Nel 2020, durante un'operazione di sgombero, hanno portato al decesso e al ferimento di decine di esemplari
Oggi sono arrivati ufficialmente i capi d'accusa per i colpevoli, sono parecchi e sono aggravati dalla crudeltà mostrata
MELBOURNE - 250 capi d'accusa, caratterizzati da un'inaudita crudeltà nei confronti degli animali.
Le autorità australiane hanno accusato due aziende e un proprietario terriero per la morte di decine di koala durante un'operazione di sgombero avvenuta l'anno scorso. Come riportato dall'ente regolatore relativo alla conservazione, nel febbraio 2020 ben 21 koala sono stati trovati morti e decine altri feriti in una falegnameria di Cape Bridgewater, nello Stato di Victoria.
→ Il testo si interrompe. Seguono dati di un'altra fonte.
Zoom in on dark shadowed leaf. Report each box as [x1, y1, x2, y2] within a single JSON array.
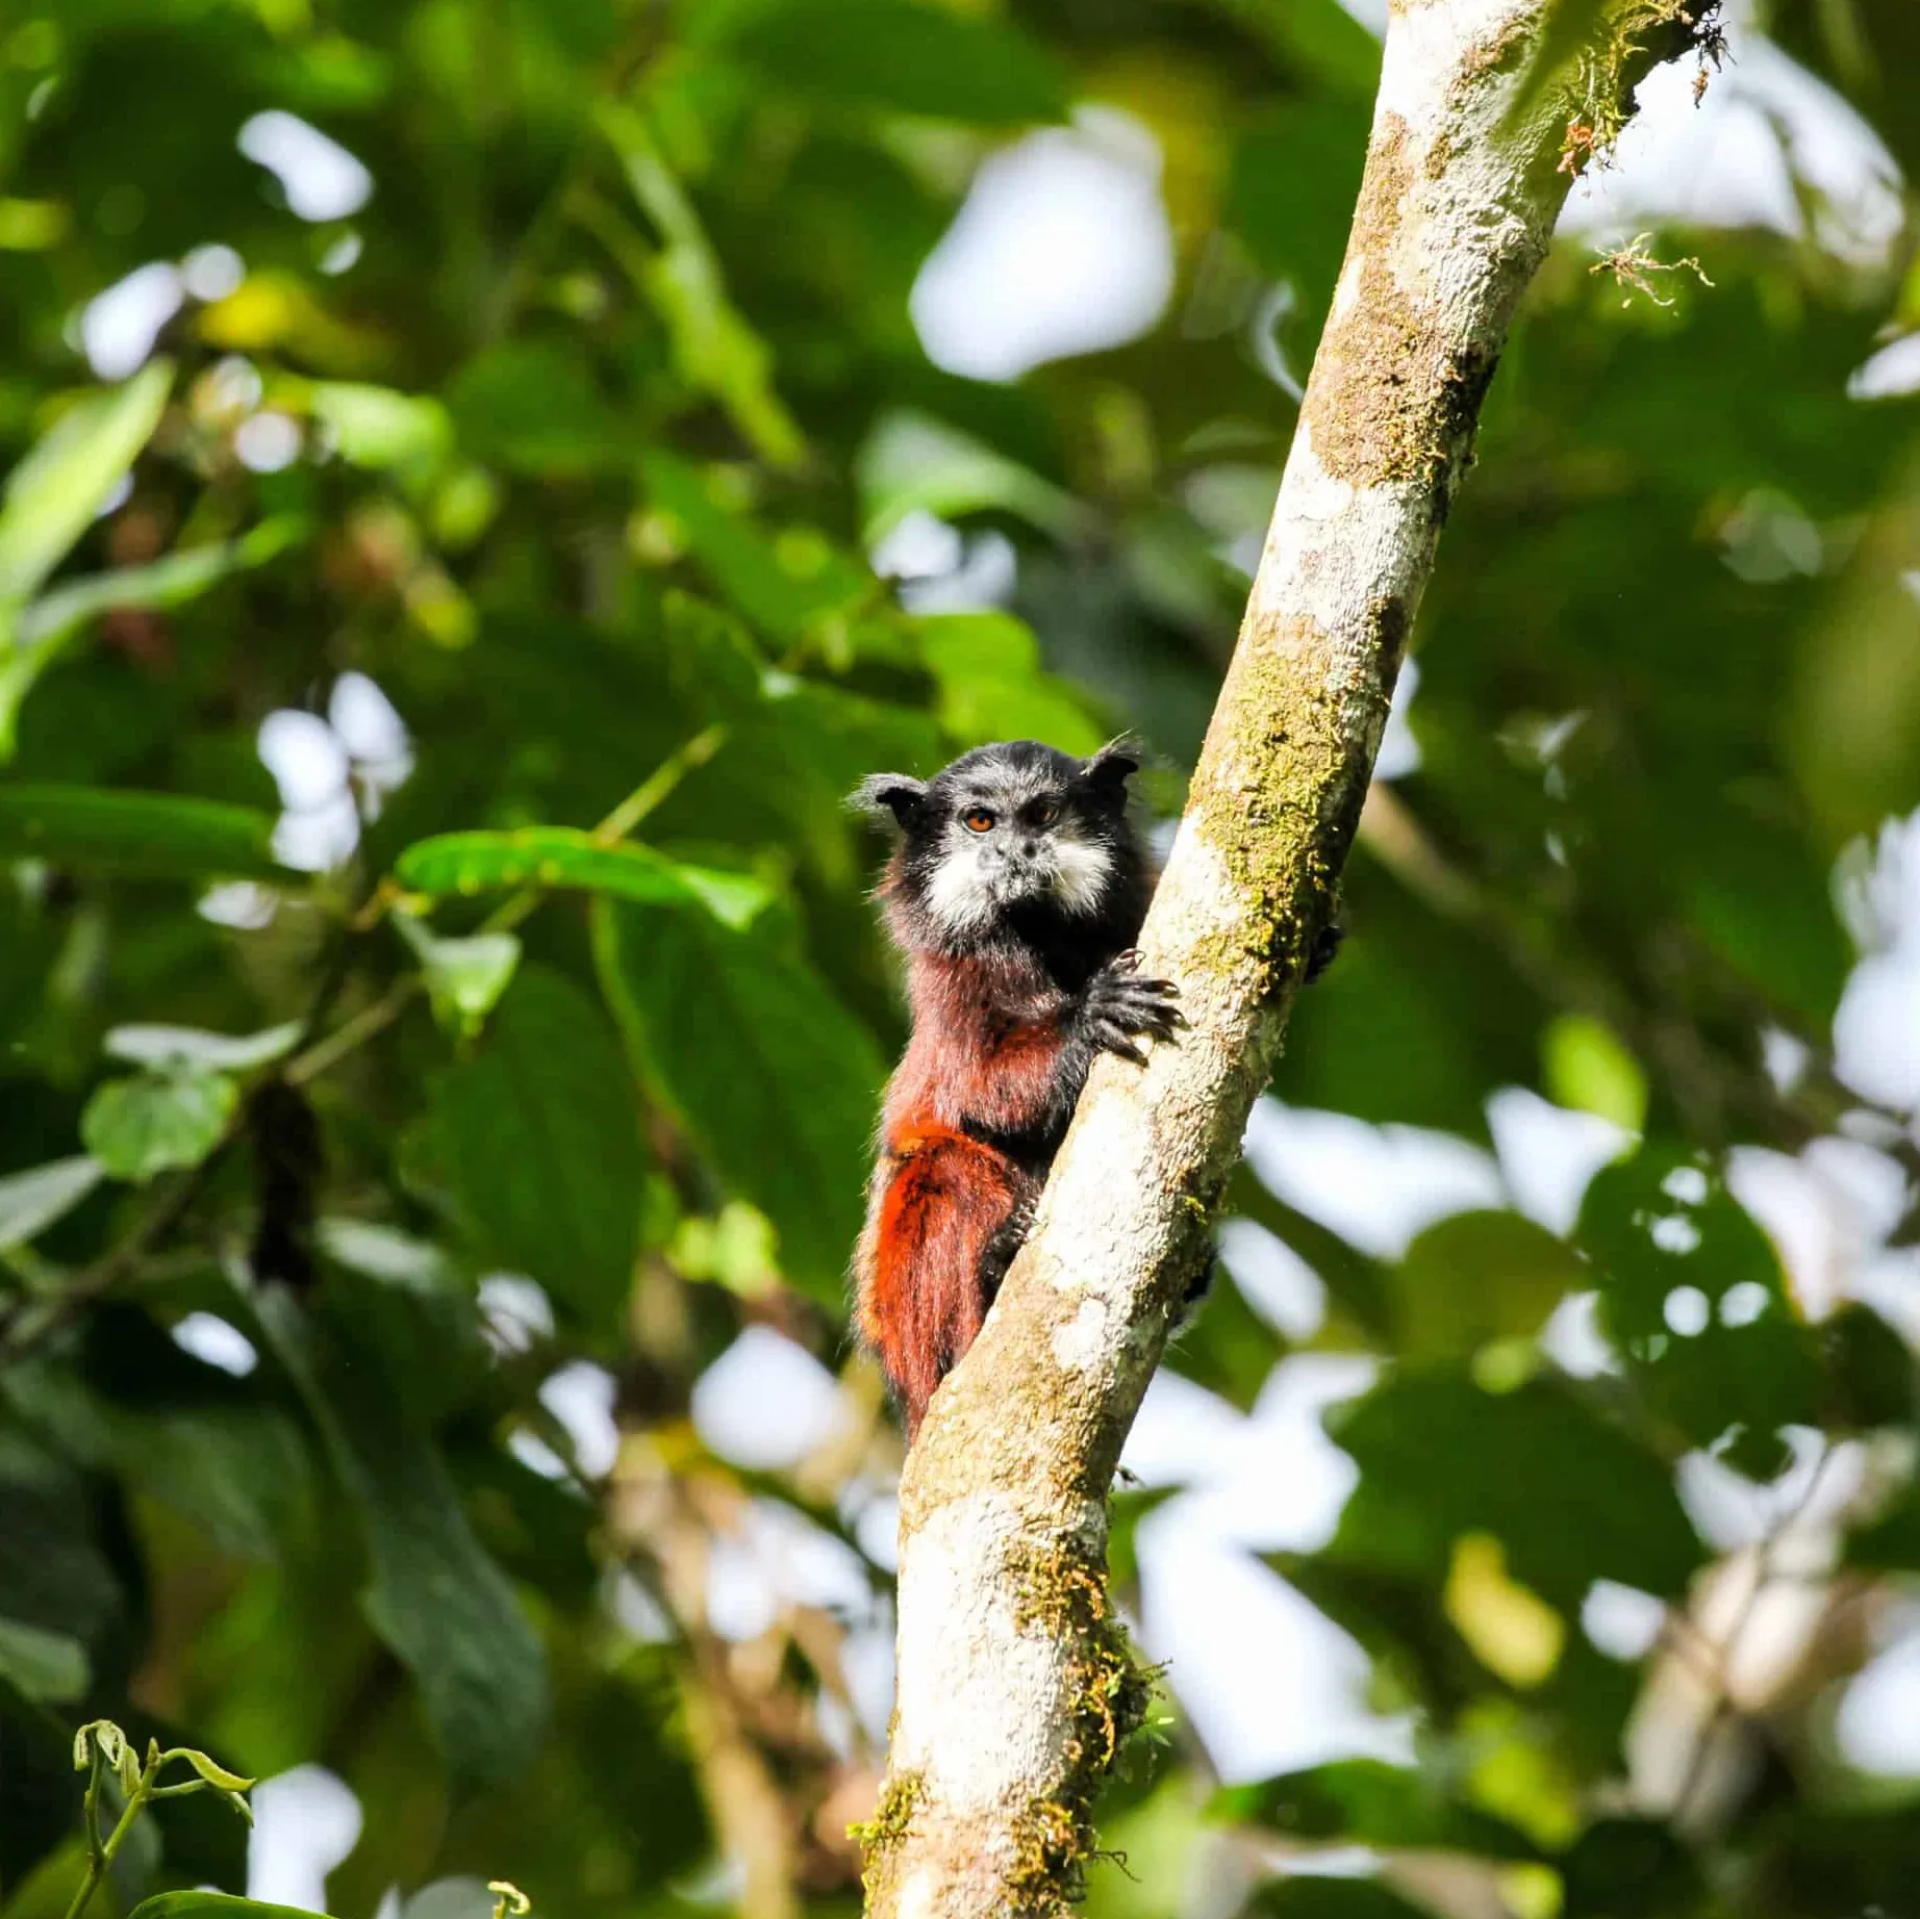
[[446, 341, 620, 475], [1212, 1758, 1540, 1858], [593, 896, 883, 1302], [720, 0, 1066, 124], [1244, 1876, 1442, 1919], [0, 1675, 79, 1885], [256, 1286, 548, 1796], [17, 516, 307, 652], [1579, 1144, 1820, 1476], [1558, 1816, 1703, 1919], [0, 1614, 89, 1703], [1327, 1372, 1704, 1609], [420, 965, 645, 1328], [0, 787, 280, 878]]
Le autorità hanno dovuto poi dovuto sopprimere 49 dei koala feriti, molti dei quali erano denutriti, disidratati e sofferenti per diverse lesioni o fratture. In totale, l'operazione ha avuto conseguenze per circa 200 esemplari. Gli imputati sono quindi accusati di aver causato «dolore e sofferenza irragionevole a decine di koala». Gli animali in questione, lo ricordiamo, sono una specie protetta.
La pena massima per un'accusa di crudeltà sugli animali, in Australia, è di quasi 78'000 dollari di multa per un'impresa, mentre un individuo rischia 32'000 dollari di sanzione o 12 mesi di carcere.
In una dichiarazione rilasciata in seguito ai fatti, ripresa dall'emittente CNN, il gruppo di conservazione "Friends of the Earth Australia" ha definito l'incidente un "massacro dei koala", aggiungendo di essere «allarmato dal fatto che tali episodi di distruzione continuino ad affliggere piantagioni e terreni del sud-ovest di Victoria».
Oltre ad essere a rischio, la popolazione australiana dei koala ha subito un duro colpo durante i catastrofici incendi del 2019, ed è anche minacciata da una clamidia sempre più diffusa.